Generally speaking, you don't need to take out all your locks before you begin; however, you need to take out all your locks before you release any locks. So you can do the following:

lock resource A
update A
lock resource B
update B
unlock A
unlock B

This allows you to be a bit friendlier to other transactions that may want to read B, and don't care about A, for example. It does introduce more risk -- you may be unable to acquire a lock on B, and decide to roll back your transaction. Them's the breaks.

You also want to always acquire all locks in the same order, so that you don't wind up in a deadlock (transaction 1 has A and wants B; trans 2 has B and wants A; standoff at high noon, no one wins. If you enforce consistent order, trans 2 will try to get A before B and either wait, letting trans 2 proceed, or fail, if trans 1 already started -- either way, no deadlock).

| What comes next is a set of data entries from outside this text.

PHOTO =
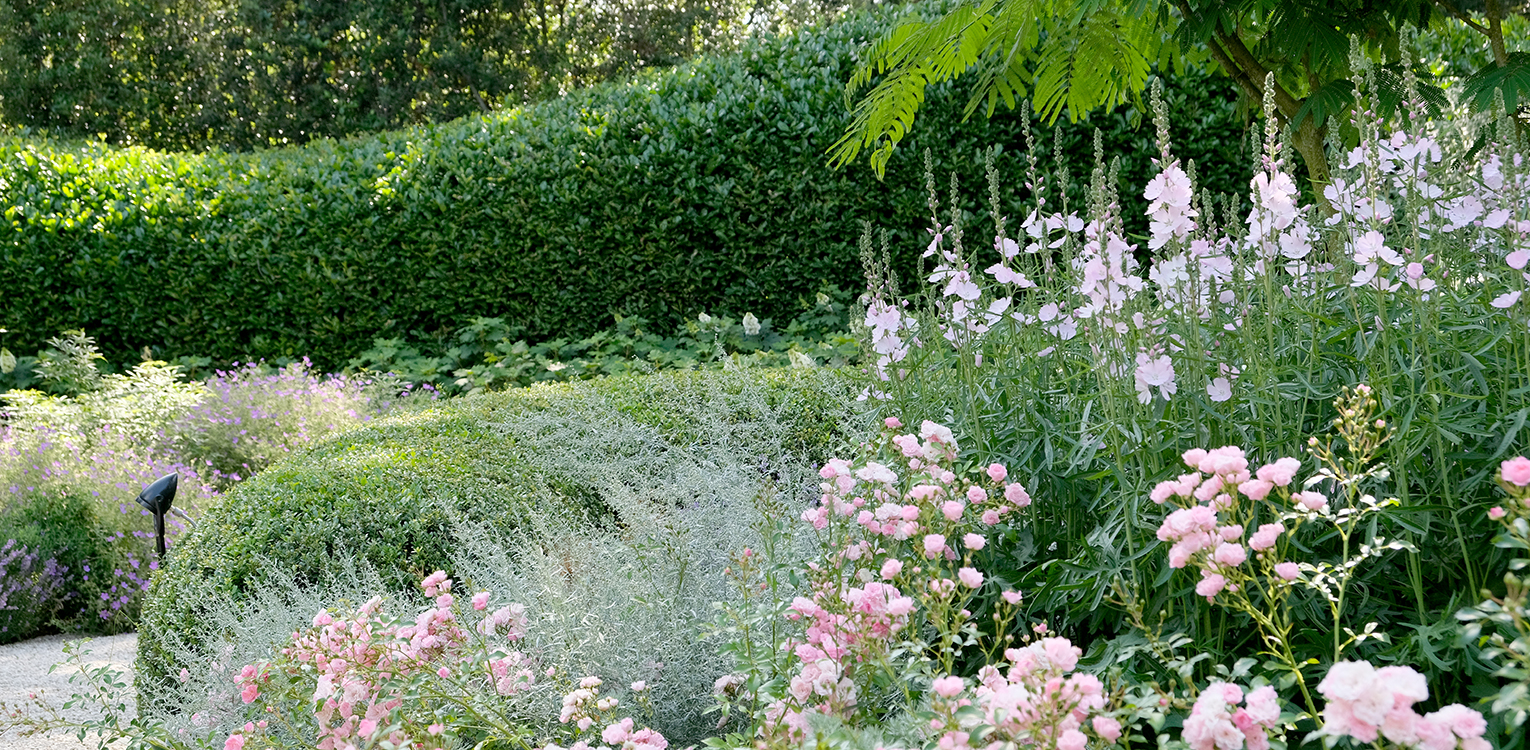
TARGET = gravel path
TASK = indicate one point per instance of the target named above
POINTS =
(23, 671)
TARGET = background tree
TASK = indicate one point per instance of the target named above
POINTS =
(242, 74)
(1074, 55)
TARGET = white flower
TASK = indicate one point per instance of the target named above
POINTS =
(1220, 389)
(1154, 372)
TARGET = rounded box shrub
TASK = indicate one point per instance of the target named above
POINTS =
(387, 496)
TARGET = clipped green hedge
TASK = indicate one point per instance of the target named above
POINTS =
(386, 496)
(696, 189)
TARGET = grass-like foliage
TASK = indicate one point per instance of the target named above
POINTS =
(78, 550)
(608, 508)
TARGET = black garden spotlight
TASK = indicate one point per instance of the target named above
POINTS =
(156, 499)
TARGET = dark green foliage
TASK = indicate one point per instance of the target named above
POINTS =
(488, 354)
(386, 496)
(703, 189)
(242, 74)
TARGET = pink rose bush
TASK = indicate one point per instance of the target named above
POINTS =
(1038, 701)
(1226, 718)
(889, 603)
(445, 677)
(1368, 704)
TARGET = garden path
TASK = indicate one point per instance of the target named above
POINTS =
(23, 671)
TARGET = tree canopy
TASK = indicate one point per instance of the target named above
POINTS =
(240, 74)
(1076, 55)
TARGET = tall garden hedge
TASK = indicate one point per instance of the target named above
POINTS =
(696, 189)
(387, 496)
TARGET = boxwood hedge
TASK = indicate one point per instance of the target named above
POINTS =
(696, 189)
(386, 496)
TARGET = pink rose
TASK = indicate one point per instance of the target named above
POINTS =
(1281, 472)
(1230, 554)
(1210, 585)
(1071, 740)
(1016, 495)
(1311, 501)
(1108, 729)
(1266, 536)
(934, 545)
(1516, 470)
(947, 686)
(1256, 489)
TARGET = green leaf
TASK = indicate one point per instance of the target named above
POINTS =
(1513, 80)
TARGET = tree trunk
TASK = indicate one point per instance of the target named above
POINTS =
(1240, 63)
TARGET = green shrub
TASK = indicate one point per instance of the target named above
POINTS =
(698, 189)
(84, 577)
(490, 354)
(393, 496)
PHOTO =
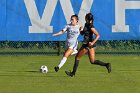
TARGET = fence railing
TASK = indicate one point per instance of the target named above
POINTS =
(58, 47)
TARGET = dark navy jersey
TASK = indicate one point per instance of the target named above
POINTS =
(88, 34)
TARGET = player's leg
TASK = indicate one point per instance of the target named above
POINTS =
(91, 54)
(64, 59)
(80, 53)
(75, 51)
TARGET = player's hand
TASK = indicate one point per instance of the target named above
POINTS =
(90, 44)
(81, 28)
(53, 34)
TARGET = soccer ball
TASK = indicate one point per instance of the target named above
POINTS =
(43, 69)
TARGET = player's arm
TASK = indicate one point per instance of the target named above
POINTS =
(58, 33)
(81, 30)
(97, 37)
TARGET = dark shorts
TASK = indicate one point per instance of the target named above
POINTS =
(87, 47)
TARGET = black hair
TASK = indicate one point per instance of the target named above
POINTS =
(76, 16)
(89, 17)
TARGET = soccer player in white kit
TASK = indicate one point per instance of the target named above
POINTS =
(73, 31)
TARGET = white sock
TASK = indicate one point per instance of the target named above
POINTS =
(62, 62)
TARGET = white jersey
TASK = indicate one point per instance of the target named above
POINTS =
(72, 35)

Things get more interesting when you have intent-to-exclude locks -- locks that are taken as shared with an "option" to make them exclusive. This might be covered somewhere in the back of your book :-)

SquareCog
A: 

in general locks are determined at run time. When the BEGIN TRANSACTION command is processed, nothing has run in the transaction yet, so there are no locks. As commands execute in the transaction locks are acquired.

KM
A: 

"If there are commands in two transactions that result in a shared lock as well as an exclusive lock, do those transactions run concurrently, or are they scheduled one after the other?"

A lock does not consist solely of the notion "shared/exclusive". The most important thing about a lock is the resource that it applies to.

Two transactions that each hold an exclusive lock on distinct resources (say, two separate tables, or two separate partitions, or two separate pages, or two separate rows, or two separate printers, or two separate IP ports, ...) can continue to run concurrently without any problem.

Transaction serialization only becomes necessary when a transaction requests a lock on some resource, where the sharing mode of that lock is incompatible with a lock held on the same resource by some other transaction.

If your textbook really gives the sequence of events as you state, then throw it away. Lock requests emerge as the transaction is being processed, and there is no definitive and final way for the transaction processor to know at the start of the transaction which locks it will be needing (otherwise deadlocking would be a nonexistant problem).